Quando fui fazer o penúltimo ultrassom da Laura, com 34 semanas e
4 dias, o ultrassonografista me disse o seguinte: "olha, está tudo bem,
mas seu líquido está no limite inferior... Verifique com seu médico o que está
acontecendo, pois é necessário observar mais de perto para o bebê não ficar com
pouco líquido amniótico e sofrer."
Meu coração quase parou né? A palavra "bebê" e
"sofrer" na mesma frase é inaceitável pro coração de qualquer mãe.
Como já fazia algum tempo que eu não me sentia bem, saí de la e fui
direto ao hospital para ver se não estava perdendo líquido...

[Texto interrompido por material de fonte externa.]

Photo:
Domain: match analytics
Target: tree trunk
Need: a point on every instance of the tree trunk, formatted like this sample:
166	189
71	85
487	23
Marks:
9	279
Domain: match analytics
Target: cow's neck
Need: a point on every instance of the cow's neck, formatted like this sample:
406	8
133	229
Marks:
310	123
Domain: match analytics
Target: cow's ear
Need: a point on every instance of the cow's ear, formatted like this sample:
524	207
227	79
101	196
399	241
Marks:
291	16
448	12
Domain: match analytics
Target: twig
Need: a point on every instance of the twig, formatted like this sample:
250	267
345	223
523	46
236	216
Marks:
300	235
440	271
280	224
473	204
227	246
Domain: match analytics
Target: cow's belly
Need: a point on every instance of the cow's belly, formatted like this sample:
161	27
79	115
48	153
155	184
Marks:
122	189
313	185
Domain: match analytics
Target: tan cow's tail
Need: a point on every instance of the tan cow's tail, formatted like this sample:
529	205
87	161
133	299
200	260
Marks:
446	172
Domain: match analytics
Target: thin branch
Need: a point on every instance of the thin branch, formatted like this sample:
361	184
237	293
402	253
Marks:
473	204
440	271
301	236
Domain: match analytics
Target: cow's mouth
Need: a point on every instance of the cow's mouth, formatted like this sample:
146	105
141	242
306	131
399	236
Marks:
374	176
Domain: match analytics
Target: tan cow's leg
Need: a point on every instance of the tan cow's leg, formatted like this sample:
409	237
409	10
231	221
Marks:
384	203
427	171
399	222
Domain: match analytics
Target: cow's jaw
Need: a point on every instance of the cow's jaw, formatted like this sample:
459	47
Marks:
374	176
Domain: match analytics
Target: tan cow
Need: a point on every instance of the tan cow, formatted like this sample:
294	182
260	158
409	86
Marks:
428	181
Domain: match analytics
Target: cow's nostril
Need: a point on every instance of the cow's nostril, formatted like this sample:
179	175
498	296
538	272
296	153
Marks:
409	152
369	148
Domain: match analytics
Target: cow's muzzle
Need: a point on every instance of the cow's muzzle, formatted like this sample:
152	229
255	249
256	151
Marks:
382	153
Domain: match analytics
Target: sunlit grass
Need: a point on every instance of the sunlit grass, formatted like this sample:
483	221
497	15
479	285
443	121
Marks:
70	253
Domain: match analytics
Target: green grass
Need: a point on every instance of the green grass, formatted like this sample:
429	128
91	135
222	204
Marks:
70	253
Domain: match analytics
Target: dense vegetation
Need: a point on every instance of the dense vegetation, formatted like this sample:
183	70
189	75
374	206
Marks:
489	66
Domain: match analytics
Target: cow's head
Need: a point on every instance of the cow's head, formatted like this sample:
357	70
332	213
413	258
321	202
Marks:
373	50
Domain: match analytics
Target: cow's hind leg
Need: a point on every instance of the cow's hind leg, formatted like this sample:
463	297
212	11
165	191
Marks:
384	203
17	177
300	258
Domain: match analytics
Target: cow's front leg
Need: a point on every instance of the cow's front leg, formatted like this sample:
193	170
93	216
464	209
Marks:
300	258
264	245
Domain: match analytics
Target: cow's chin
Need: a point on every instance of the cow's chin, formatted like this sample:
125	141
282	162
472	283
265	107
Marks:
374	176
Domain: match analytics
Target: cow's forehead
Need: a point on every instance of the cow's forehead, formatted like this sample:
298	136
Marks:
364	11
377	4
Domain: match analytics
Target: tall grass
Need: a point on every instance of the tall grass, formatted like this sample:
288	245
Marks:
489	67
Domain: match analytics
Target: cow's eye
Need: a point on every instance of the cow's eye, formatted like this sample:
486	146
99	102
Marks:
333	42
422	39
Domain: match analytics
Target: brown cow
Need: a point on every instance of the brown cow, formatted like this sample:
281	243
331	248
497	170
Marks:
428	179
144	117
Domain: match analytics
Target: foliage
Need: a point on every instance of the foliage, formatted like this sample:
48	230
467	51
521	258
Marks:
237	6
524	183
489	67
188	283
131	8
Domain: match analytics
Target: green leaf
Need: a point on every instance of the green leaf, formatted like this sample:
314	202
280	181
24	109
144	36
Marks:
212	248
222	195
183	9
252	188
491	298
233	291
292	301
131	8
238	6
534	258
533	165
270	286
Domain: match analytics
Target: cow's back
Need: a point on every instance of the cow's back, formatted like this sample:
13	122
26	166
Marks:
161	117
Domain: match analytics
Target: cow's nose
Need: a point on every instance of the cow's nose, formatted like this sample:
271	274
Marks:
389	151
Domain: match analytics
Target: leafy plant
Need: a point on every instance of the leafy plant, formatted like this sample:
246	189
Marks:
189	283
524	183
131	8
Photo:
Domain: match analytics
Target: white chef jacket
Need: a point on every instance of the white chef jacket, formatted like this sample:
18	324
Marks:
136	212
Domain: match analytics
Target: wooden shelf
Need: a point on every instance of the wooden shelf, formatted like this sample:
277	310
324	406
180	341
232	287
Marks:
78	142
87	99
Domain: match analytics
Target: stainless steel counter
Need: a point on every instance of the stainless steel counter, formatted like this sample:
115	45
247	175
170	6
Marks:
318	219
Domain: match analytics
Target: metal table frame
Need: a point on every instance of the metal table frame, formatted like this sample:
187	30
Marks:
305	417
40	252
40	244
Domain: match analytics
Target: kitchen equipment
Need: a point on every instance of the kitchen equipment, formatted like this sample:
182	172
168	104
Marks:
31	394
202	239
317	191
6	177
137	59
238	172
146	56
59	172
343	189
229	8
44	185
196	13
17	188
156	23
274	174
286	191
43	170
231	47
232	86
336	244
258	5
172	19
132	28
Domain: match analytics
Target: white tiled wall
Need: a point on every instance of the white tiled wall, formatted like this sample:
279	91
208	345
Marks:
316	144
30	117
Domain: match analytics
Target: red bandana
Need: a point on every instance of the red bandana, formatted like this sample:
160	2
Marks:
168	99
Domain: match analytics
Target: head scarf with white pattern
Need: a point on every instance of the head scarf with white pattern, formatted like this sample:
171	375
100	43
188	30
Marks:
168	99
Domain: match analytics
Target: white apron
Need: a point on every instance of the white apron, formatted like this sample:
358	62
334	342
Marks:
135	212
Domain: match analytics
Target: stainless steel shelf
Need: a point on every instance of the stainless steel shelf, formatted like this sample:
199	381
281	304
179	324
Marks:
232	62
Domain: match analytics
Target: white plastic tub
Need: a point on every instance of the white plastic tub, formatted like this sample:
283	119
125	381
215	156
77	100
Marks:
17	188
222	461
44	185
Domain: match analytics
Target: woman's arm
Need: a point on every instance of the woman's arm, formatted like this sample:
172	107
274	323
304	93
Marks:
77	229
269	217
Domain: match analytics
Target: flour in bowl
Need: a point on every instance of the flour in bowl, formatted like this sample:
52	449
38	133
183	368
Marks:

(O líquido aminótico é medido por um índice chamado ILA, e a
normalidade está entre 80 e 180 – ou 8 e 18. Quando ele é medido e avaliado em
8 ou inferior temos um quadro de Oligoidrâmnio; e quando é 18 ou superior é
Polidrâmnio. O líquido amniótico preenche a bolsa em que o bebê está, e é o responsável por proteger o bebe, por permitir o desenvolvimento do sistema
respiratório já que o bebê inspira e expira esse líquido, é responsável por permitir que o bebê se movimente e assim, desenvolva seus ossos e musculaturas,
etc).
Eu estava sempre cansada, com falta de ar, sentia meu coração
acelerado e pulsando na garganta, não aguentava nem lavar louça sem o coração
disparar.
As pernas vermelhas e inchadas.
Chegando no hospital, expliquei o que sentia e o que o
ultrassonografista havia me dito... Toque, exame de sangue, exame de urina,
cardiotoco... Vamos internar! Oi?
Como assim?
Grávida
aos 22 anos, altura e peso ok, sem antecedentes e histórico familiar: eis que
um belo dia me deparo com a pressão 14/10 (mas esse era um dos melhores dias,
já que virava e mexia a danada subia até 16/10, 16/11...)
Foi um susto daqueles, que me rendeu a 4 dias internada com 35
semanas de gestação.
A principio a médica me disse que como teria que entrar com
medicação para controlar a pressão era importante saber como meu corpo reagiria
a um medicamento que nunca tomei antes, mas só depois fui perceber que estavam
querendo fazer uma cesária em breve – o exame de cardiotoco deu que o coração
da Laura estava bem fraquinho, e internaram a gente pra tentar ganhar mais
alguns dias monitorando de perto. Pra nossa sorte, descobriram que o aparelho
estava com defeito, e com ela estava tudo bem.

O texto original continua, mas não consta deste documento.